A/n: None of the FFIX, I, X or lord of the rings, things in the story are mine. Sorry if this story isn't very good, it's sort of my first fanfiction.

The Lord of the Dung

The Fellow ship of the Dung

The Dung

A long time ago, on a dark, stormy night, I've always wanted to say that. Before FFIX, possibly FFI, there was a slop of dung.

An old guy, with a long, white beard, called Gandalf enchanted it. But the spell went a bit…wrong.

Don't ask me why Gandalf wanted to enchant a slop of dung. I don't know. For all I know he might have wanted someone to talk to, and that's the first thing he saw.

Anyways, something went wrong. It was enchanted, just not the way Gandalf had hoped. He didn't want it enchanted the way it was. I'll tell you later on what it does.
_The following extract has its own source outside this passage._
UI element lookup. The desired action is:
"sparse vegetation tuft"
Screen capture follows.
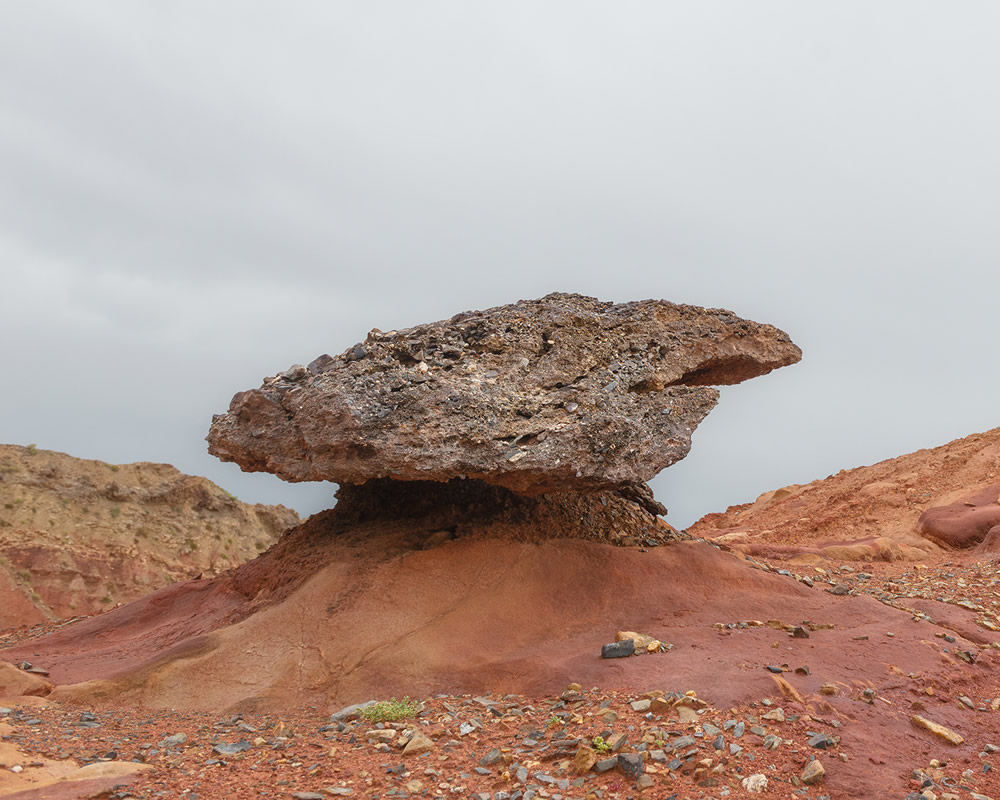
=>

For now lets skip a few hundred years to two years past FFIX, before FFX. A certain, little black mage, about 13 years of age (that's old for a black mage) was walking to Lindblum. This little black mage was called Vivi Ornitier. He was just walking past Qu's Marsh when he glanced down he saw a slop of brown, squigdy stuff. He bent down and picked up some.

All of a sudden a big, white flash with white electricity came out of the ground. The flash covered Vivi-a bit slower than a flash actually. Next it got absorbed into the ground again. Then Vivi appeared with a pointy hat, and was flashing white and blue. He was in trance! He was also entranced.

After a while the same flash as when he got into trance, flashed and he was normal again. He put the slop of dung into his pack so he get into trance whenever he wanted. Then he started walking to Lindblum again.

While Vivi Was putting the dung into his pack, something rustled in the long grass in Qu's Marsh. It rustled again! Vivi whipped out his Mace of Zeus as quick as a flash. It jumped out! It had a fork in its right hand. The fork seemed a bit more like weapon. It was fat (the thing not the fork!), had a giants tongue sticking out of the mouth (the tongue stayed out of the mouth for forever and a day (literally)) that was ever-smiling and, stretched all the way across the face. It was wearing a gigantic Dress with a white gigantic piny (of course, EVERYTHINGS giant about THIS creature) and (FINALY! Something normal sized about this thing!) it had tiny feet (for its size.) It was Quina Quen the Qu! S/he was one of Vivi's friends when he had been travelling around Gaia.

Quina the Qu (that's why its called Qu's Marsh) was all too quick to get the frog that hopped into Vivi's pack that s/he almost squished Vivi!

"Oh, hello, Vivi", puffed Quina. S/he was a bit puffed out, running 10 meters as well as jumping 2 foot into the air.

"H-hello, Quina", stuttered Vivi.

"Where you go?" questioned Quina, speaking normally now.

"L-lindblum" said Vivi, like he always did.

"Good luck!" shouted Quina, "Can I have frog?" s/he inspected Vivi's pack without him answering, "It no there!" shouted Quina with dismay.

"B-by, Quina" said Vivi.

"By" said Quina.

And with that Vivi started to Lindblum……..again. He (obviously) had the usual battle or two on his way.